Commons Base64OutputStream - Principle of least surprise?

23 October 2013

Yesterday I had the requirement to write base64 encoded content mixed with non-base64 encoded content. I have to deal with potentially large files (hundreds of MBs), so I wanted to work with streams to avoid memory issues. Also I am bound to an API of an external product, which hands an InputStream into my code and expects an InputStream back. (As a side note, did you know about PipedInputStream and PipedOutputStream?)

I am already using commons-codec Base64 encoder for small pieces of data, so I quickly discovered Base64OutputStream to write base64 encoded data in a streaming manner. I wrote a quick junit test to verify that my usage of this class produces the correct result and was somewhat surprised that 4 characters in the base64 encoded data were missing…

See the full git repository of the code at https://gist.github.com/MoriTanosuke/7129937.

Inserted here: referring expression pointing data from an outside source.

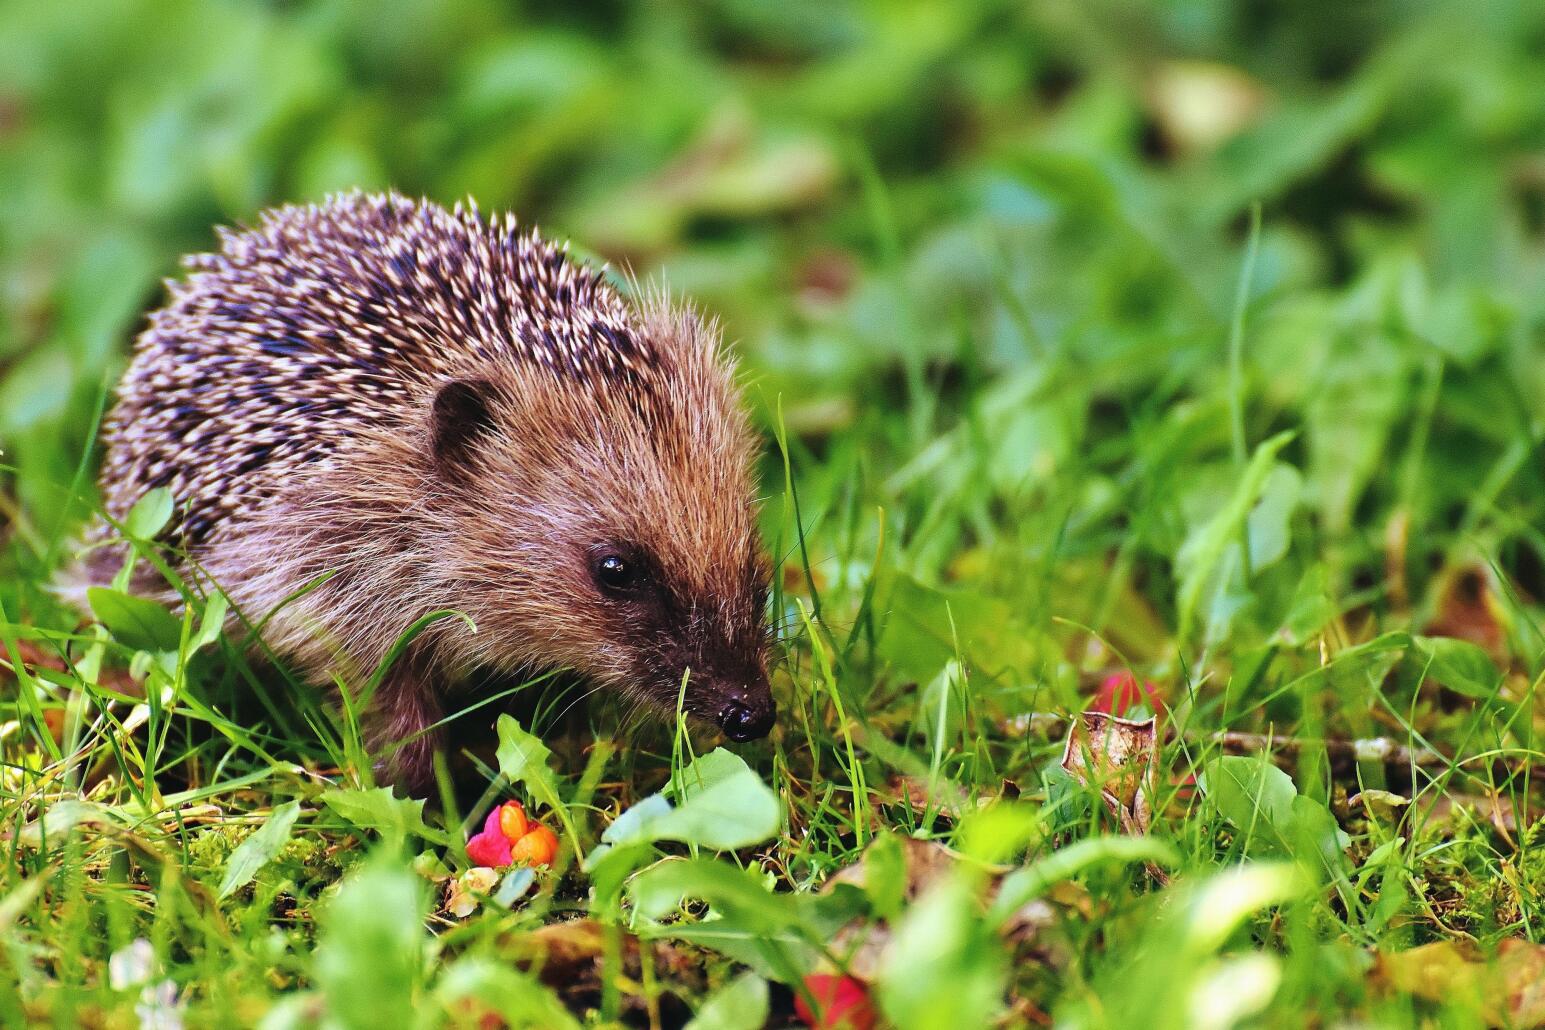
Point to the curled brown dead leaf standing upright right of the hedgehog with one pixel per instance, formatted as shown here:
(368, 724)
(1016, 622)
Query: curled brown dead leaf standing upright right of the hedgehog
(1116, 757)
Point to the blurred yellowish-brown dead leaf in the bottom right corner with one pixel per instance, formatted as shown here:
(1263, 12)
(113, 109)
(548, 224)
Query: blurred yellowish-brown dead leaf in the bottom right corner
(1509, 991)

As you can see above, not closing the Base64OutputStream does not produce the correct base64 encoded data. Only if I call #close() after writing into the stream, the missing bytes are encoded and written into the stream. Because I wrapped the Base64OutputStream around a PipedOutputStream and have to write additional non-base64 encoded data into it afterwards, I can not close the stream.

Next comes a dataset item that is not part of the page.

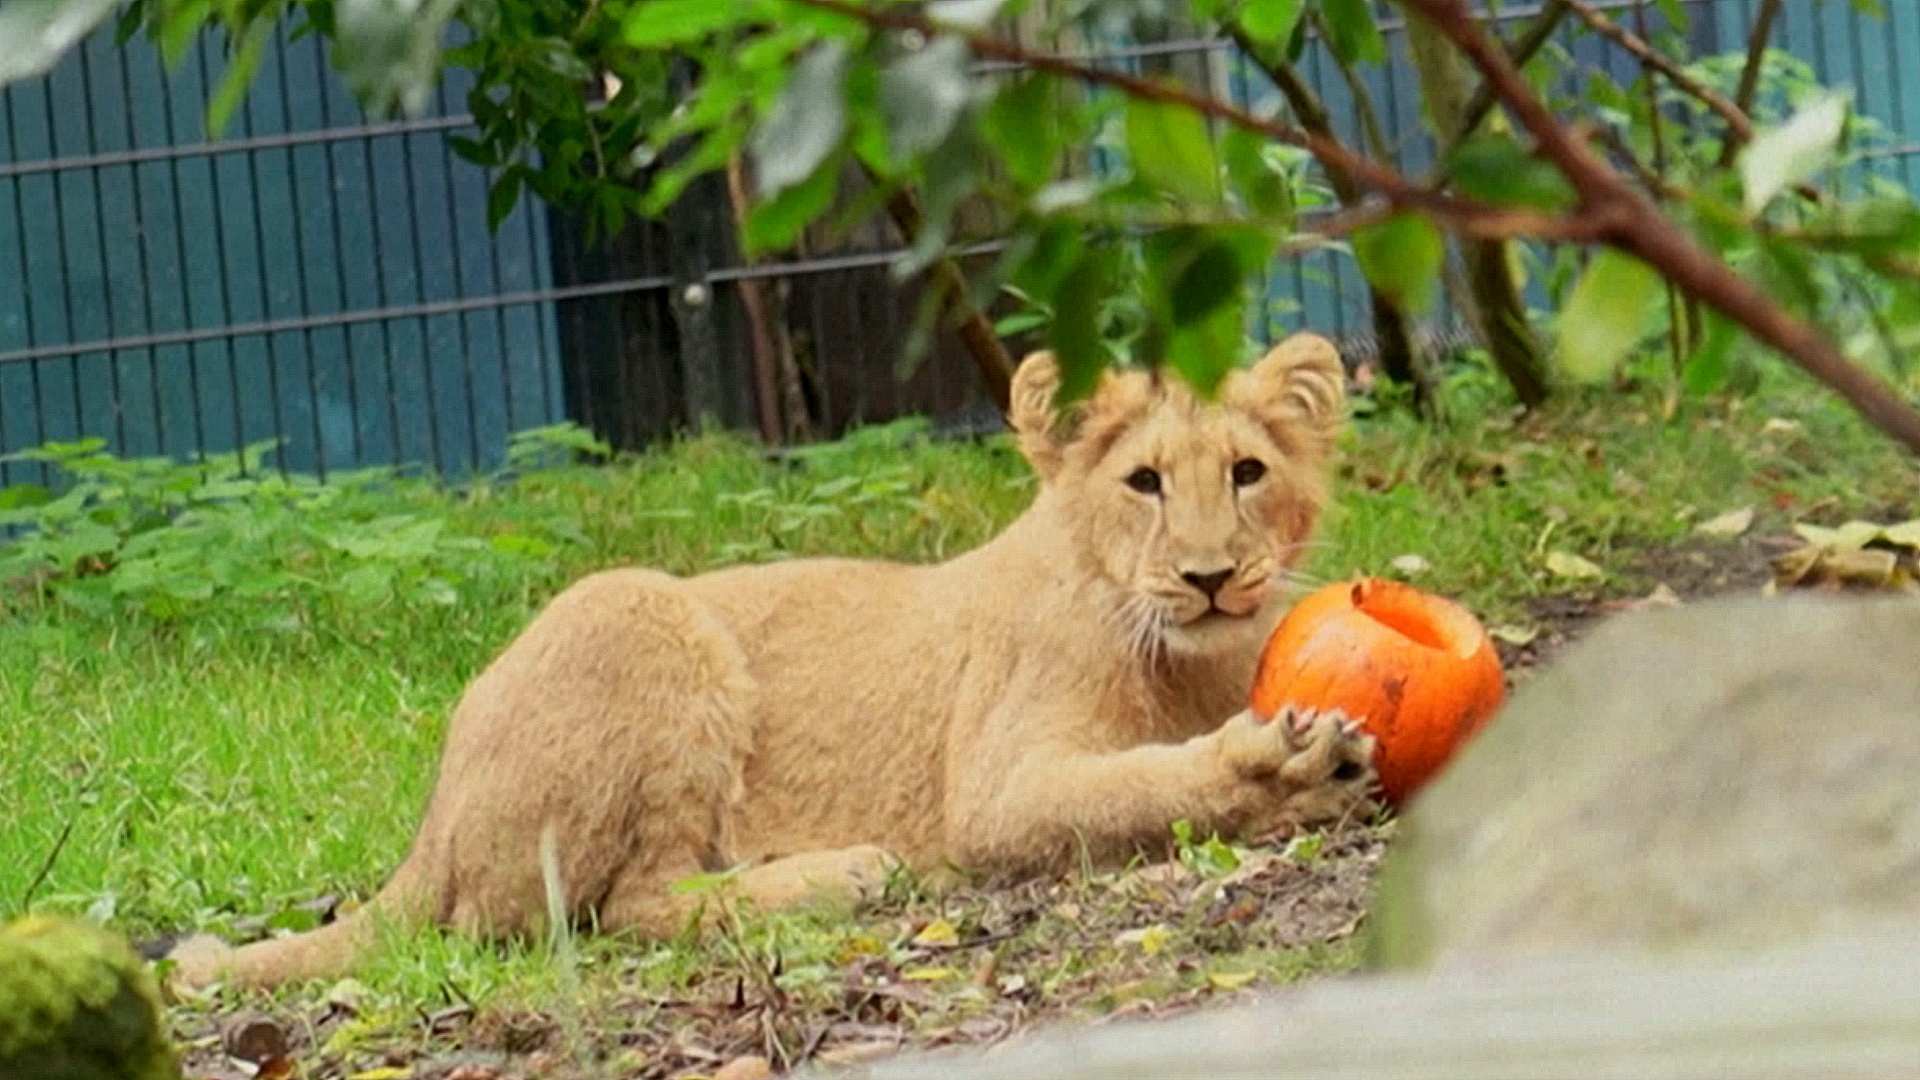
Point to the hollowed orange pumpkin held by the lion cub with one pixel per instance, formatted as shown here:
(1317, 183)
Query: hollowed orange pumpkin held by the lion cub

The solution for me was to switch to Base64InputStream and have commons-codec do the encoding when I read from my original InputStream source. That way I get valid base64 data for all my tested inputs. I tried to call #flush() instead, but that does not write the missing bytes into the stream. A quick peek into the sourcecode revealed that the code in question is only executed in the method #close().

This was kind of surprising, because the official javadoc in OutputStream#flush says

Flushes this output stream and forces any buffered output bytes to be written out. The general contract of flush is that calling it is an indication that, if any bytes previously written have been buffered by the implementation of the output stream, such bytes should immediately be written to their intended destination.

It took me only a couple of minutes to switch from Base64OutputStream to Base64InputStream, but if my test string in the unit test was just one character different, I’d not have catched this prior to integration testing - which is always a headache if you’re trying to make systems talk to each other and you have this kind of unexpected behavior somewhere deep down in the guts of your code.